In every town in France, -every- town, there's a memorial to their men "mort pour la France." In Milly-la-foret, a beautiful town near me known for its mint production, there's a memorial in the local church, with more than 200 names listed. The town had a population of 2,416 just before the war. That's 12 percent of the town, dead. In my town, population 423 during the war, there's a memorial to 30 men. This country suffered losses that could not be imagined by those of us lucky enough to have been born on a completely different side of the world in a very comfortable place from a strategic point of view, losses that affected every single Frenchman. So next time you hear someone talking about how the French are always giving up, remind them of those 1.4 million, whose gave up nothing else but their lives.
Then there's World War II. Vichy overshadows a lot of the bravery that Frenchmen exhibited during the occupation, and before. The street I live on is named after a fighter pilot and Légion d'honneur recipient who died in 1940, Commandant Maurice Arnoux. He first fought in WWI, first in Serbia where, at 19 years old, he was inducted into the Order of the Serbian Army, received the Serbian Cross for "Vertus militaires," and the French Croix de Guerre with Palm. In 1916, he was sent to Verdun and as Sergeant flew at altitudes that sometimes went as low as 20 feet to provide cover for ground forces. On two occasions his plane was hit and the resulting damage forced full-speed emergency landings, from which he emerged miraculously unscathed. His actions at Verdun and elsewhere earned him five citations in the order of the French Army Air Corps, the Médaille Militaire, and the Légion d'honneur, earned at only 23 years old.

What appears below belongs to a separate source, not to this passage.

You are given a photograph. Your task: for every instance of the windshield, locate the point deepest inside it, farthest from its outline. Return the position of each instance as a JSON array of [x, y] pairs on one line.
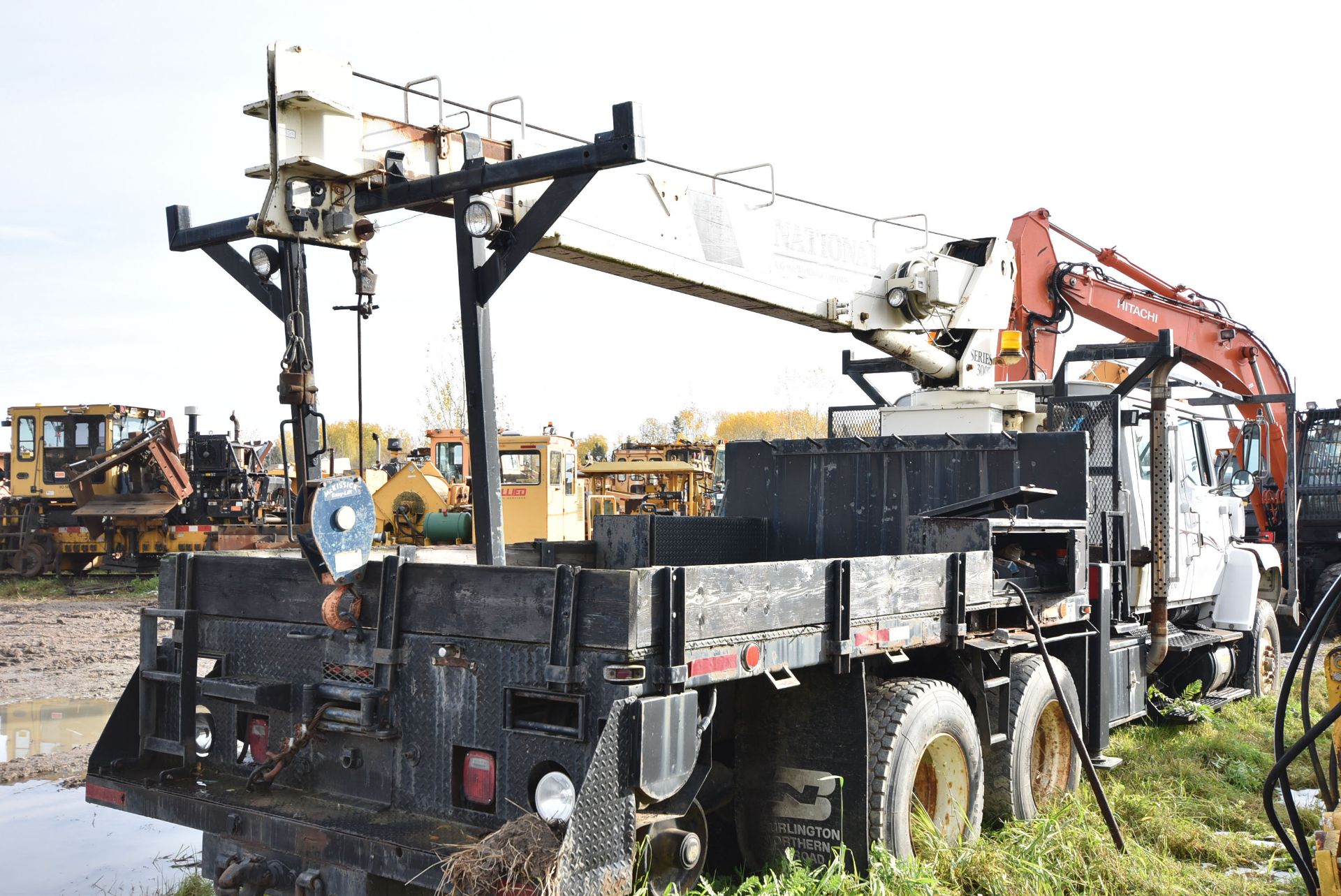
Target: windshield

During the space between wars he was promoted several times and finally reached the rank of Commandant. During WWII he took again to aerial engagements, and was wounded on May 10, 1940. After a brief stay in the hospital he returned to the air and on June 6, 1940, after a heroic battle, he was shot down and crashed in a cornfield outside of Angivillers. He left behind a wife, three children, and many friends.
In several places near my house you can find plaques commemorating Free French who were killed at the hands of the Nazis. Here's one of them: http://maps.google.com/?ie=UTF8&ll=48.51839,2.2625&spn=0.001281,0.004128&z=19&layer=c&cbll=48.51834,2.262387&panoid=RAkgXejiUdIo5VaI4fsfFQ&cbp=12,20.21,,0,8.22
(I'm going over there to get a few baguettes after work, I'll post a better picture then, as well as a translation).
And, as an American in France, I'm keenly aware of the role my grandfather and other grandfathers like mine had to play here.
This is the Paratrooper Memorial at a bridge near Saint Mere Eglise. I drank a Sam Adams near here, in their memory.
This is a blockhouse at Omaha Beach.
This is Point du Hoc, which Rangers scaled on D-Day.
This is the church in Ste Mere Eglise - if you remember The Longest Day, Red Buttons got caught on the roof of the church during the invasion. That actually happened, and the guy survived. They put this up in honor of him.
The interior of the church, one of the stained glass windows. This depicts Mary, but I'd like to think that it represents Marianne, the symbol of France, with paratroopers coming to her aid. Makes me a bit teary thinking about it.
This is another stained glass from the interior, depicting saint michael. At the bottom it says "Ils sont revenus" which means, "They have come back." The reason behind it: on the left, the date 6 June 1944, and on the right, 6 June 1969, 25 years later. It was the first time the paratroopers that liberated the town had come back, and was a powerful moment for the people of the town. FYI Ste Mere Eglise was the first town in France to be liberated on D-Day.